Guard your Heart

We want to say thank you to all of the wonderful people who have donated towards our adoptions so far.


We are getting closer!!! Watch out for an invite to our fundraiser I am hoping to post all the details next week.




Today I was on lds.org. I was trying to find some scriptures that I could relate to. James and I are going through so many emotions. I came across the definition of heart on the church website. 

Heart: A symbol of the mind and will of man and the figurative source of all emotions and feelings.

Sometimes I can get my hopes up too high and James always calms my excitement, he doesn't want me to be let down. I need to "guard my heart" I remember telling friends this phrase while dating so they wouldn't have a broken heart.

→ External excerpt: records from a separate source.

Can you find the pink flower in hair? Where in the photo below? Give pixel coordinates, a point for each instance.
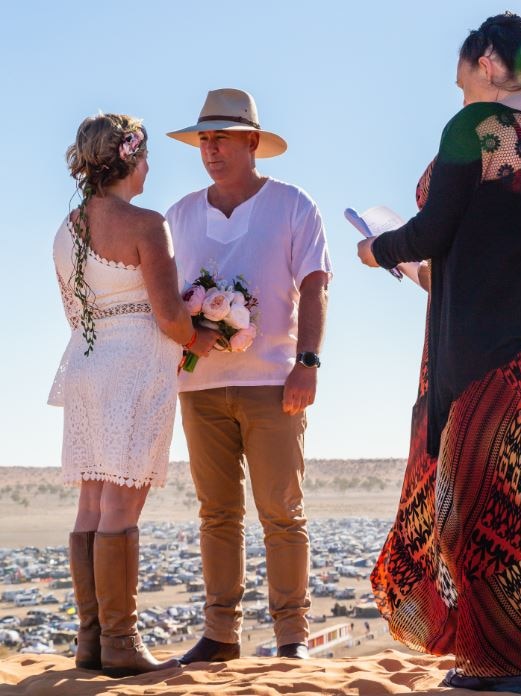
(131, 144)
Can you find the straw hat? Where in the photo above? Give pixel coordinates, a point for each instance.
(231, 109)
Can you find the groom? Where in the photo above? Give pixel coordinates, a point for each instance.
(250, 406)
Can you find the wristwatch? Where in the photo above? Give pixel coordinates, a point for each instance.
(308, 359)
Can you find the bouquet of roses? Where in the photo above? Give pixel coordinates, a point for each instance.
(226, 307)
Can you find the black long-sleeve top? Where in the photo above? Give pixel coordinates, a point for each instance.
(470, 227)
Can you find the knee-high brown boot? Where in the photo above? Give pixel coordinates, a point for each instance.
(81, 561)
(116, 565)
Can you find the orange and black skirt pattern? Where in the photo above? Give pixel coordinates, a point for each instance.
(448, 579)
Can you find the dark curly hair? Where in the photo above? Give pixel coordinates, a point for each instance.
(501, 34)
(94, 159)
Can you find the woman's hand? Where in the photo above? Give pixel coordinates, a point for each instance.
(365, 253)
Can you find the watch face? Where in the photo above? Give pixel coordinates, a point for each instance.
(309, 359)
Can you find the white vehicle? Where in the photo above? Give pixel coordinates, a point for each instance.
(26, 600)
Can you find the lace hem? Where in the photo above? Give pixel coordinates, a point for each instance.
(154, 481)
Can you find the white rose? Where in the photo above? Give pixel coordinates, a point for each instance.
(216, 304)
(238, 317)
(238, 298)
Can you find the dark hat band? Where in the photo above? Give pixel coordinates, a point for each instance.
(236, 119)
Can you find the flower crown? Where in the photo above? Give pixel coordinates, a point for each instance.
(131, 144)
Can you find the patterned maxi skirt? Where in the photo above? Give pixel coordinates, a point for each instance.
(448, 579)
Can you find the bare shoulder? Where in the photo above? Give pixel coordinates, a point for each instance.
(146, 219)
(148, 225)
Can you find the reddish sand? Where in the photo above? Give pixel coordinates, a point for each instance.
(388, 672)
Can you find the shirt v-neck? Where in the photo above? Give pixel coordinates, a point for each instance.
(225, 230)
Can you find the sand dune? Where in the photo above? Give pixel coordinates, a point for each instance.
(388, 672)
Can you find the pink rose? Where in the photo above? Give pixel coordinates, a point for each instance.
(216, 304)
(243, 339)
(194, 298)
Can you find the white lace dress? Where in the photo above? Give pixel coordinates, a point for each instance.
(119, 401)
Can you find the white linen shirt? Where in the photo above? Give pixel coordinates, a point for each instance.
(274, 240)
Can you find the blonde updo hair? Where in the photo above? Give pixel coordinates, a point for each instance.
(94, 160)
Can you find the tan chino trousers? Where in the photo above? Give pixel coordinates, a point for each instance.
(224, 427)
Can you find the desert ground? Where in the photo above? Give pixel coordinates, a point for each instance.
(37, 511)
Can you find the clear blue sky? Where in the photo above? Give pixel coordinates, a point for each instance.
(361, 92)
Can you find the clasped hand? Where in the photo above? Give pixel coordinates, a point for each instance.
(365, 252)
(300, 389)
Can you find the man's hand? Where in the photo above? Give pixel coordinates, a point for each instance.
(365, 252)
(300, 389)
(204, 342)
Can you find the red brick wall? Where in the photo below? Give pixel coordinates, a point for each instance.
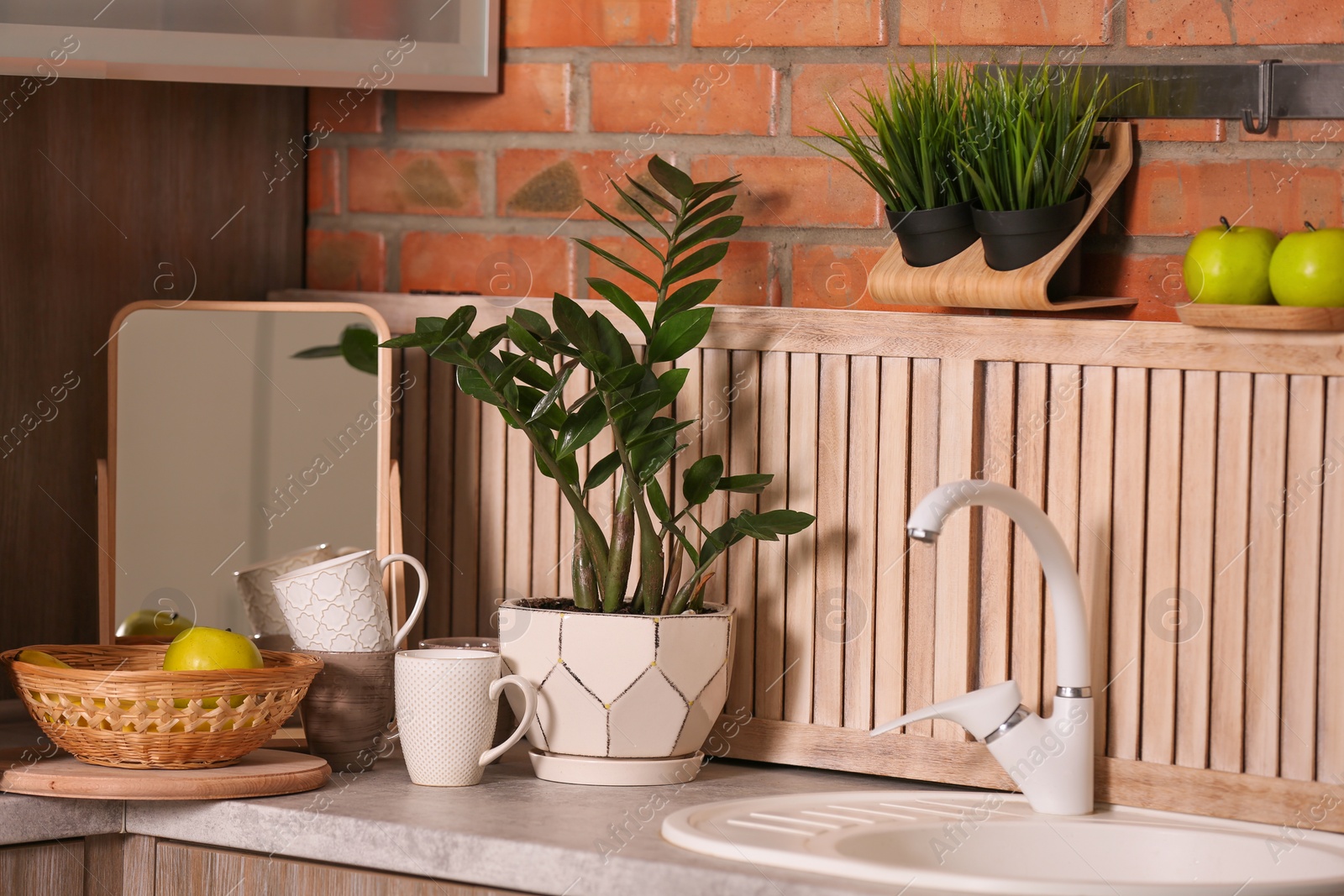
(481, 192)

I guess I need to "guard my heart" through this process until there is a degree of sureness. And then I wonder what that degree of certainty would be: When the home study is done? When our profile is up? When we are officially matched with a birth mom? When the adoption is finalized with our signatures? 

There is totally a sense in which our excitement will grow as we get closer to bringing our child home. But at the same time, I am excited NOW. I want to enjoy this "eager" phase like I would in a pregnancy.

I struggle with giving myself the freedom to get excited and then telling myself things like, "Don't get too ahead of yourself. Don't get your hopes up too high because...what if ? What if something goes wrong?"

I'm certain we will experience UPS and downs in this journey. I hope at the end I'll experience a love and joy like I haven't yet know. Or maybe my heart will break. If that happens I know that Heavenly Father will wipe my tears and heal my broken heart. I pray that my faith will guard my heart during this adoption journey.